Day TWENTY-THREE: Peppers

I've realized how much I've been using peppers in my cooking. Peppers as in the “bell” kind...green, red, yellow, orange...they're all good!

 
In four easy steps they are ready to use: 
  1. Wash them
  2. Slice them in quarters
  3. Cut out the guts, then
  4. Slice/dice/chop/Juliana/chunk them!
According to everynutrient.com:
 
Bell peppers are packed with several nutrients. They are a good source of vitamin C, thiamine, vitamin B6, beta carotene, and folic acid. Bell peppers also contain a large amount of phytochemicals that have exceptional antioxidant activity.
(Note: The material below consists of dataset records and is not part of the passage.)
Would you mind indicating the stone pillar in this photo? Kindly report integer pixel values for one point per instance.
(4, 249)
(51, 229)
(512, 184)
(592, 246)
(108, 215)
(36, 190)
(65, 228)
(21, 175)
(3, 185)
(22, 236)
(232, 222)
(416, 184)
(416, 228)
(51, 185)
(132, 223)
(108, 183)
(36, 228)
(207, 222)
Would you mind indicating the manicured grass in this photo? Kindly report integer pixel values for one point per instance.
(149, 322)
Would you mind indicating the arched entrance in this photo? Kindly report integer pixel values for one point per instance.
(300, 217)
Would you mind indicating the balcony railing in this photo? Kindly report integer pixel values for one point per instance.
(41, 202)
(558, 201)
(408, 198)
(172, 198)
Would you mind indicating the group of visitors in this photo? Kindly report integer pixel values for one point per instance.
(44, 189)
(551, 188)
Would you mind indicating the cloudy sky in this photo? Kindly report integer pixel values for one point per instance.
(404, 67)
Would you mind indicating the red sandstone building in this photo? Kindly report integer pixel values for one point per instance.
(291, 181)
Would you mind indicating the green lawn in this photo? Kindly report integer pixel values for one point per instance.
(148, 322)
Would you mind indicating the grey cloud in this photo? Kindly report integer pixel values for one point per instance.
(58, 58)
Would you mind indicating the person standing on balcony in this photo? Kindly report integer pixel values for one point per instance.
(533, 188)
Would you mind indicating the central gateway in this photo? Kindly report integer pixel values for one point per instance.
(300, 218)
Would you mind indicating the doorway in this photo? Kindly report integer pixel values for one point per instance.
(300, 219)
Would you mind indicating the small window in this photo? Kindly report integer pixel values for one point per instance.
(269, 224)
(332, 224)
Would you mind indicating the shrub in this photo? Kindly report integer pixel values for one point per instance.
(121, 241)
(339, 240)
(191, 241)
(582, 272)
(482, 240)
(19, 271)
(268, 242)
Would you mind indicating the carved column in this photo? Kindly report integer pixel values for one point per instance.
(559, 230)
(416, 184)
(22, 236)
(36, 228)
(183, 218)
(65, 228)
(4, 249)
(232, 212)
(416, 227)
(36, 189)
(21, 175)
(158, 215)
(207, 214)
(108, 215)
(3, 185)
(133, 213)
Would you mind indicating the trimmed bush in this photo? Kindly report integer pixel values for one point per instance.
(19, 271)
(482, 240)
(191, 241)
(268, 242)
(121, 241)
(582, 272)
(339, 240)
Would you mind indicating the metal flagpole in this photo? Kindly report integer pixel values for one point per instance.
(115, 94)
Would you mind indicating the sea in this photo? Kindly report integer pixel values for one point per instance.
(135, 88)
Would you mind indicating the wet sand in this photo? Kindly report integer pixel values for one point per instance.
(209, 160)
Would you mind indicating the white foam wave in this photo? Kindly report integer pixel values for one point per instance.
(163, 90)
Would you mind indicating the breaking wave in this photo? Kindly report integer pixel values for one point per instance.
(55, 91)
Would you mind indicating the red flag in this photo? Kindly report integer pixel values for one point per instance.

Those phytochemicals include chlorogenic acid, zeaxanthin, and coumeric acid. When comparing the nutrient values of the different bell peppers, studies have shown that red bell peppers have significantly higher levels of nutrients than green. Red bell peppers also contain lycopene, which is a carotene that helps to protect against cancer and heart disease.  
 
Possibly due to their vitamin C and beta carotene content, bell peppers have been shown to be protective against cataracts. Just like other nutrient-dense vegetables, bell peppers contain many different powerful phytochemicals. Bell peppers have also been shown to prevent blood clot formation and reduce the risk of heart attacks and strokes probably due to their content of substances such as vitamin C, capsaicin, and flavonoids. Although chili peppers contain a higher amount of those substances, bell peppers should still be promoted especially for individuals with elevated cholesterol levels.
 
The bottom line is that you need to get yourself a pack of peppers and start using them in EVERYTHING you cook! You'll thank me...really.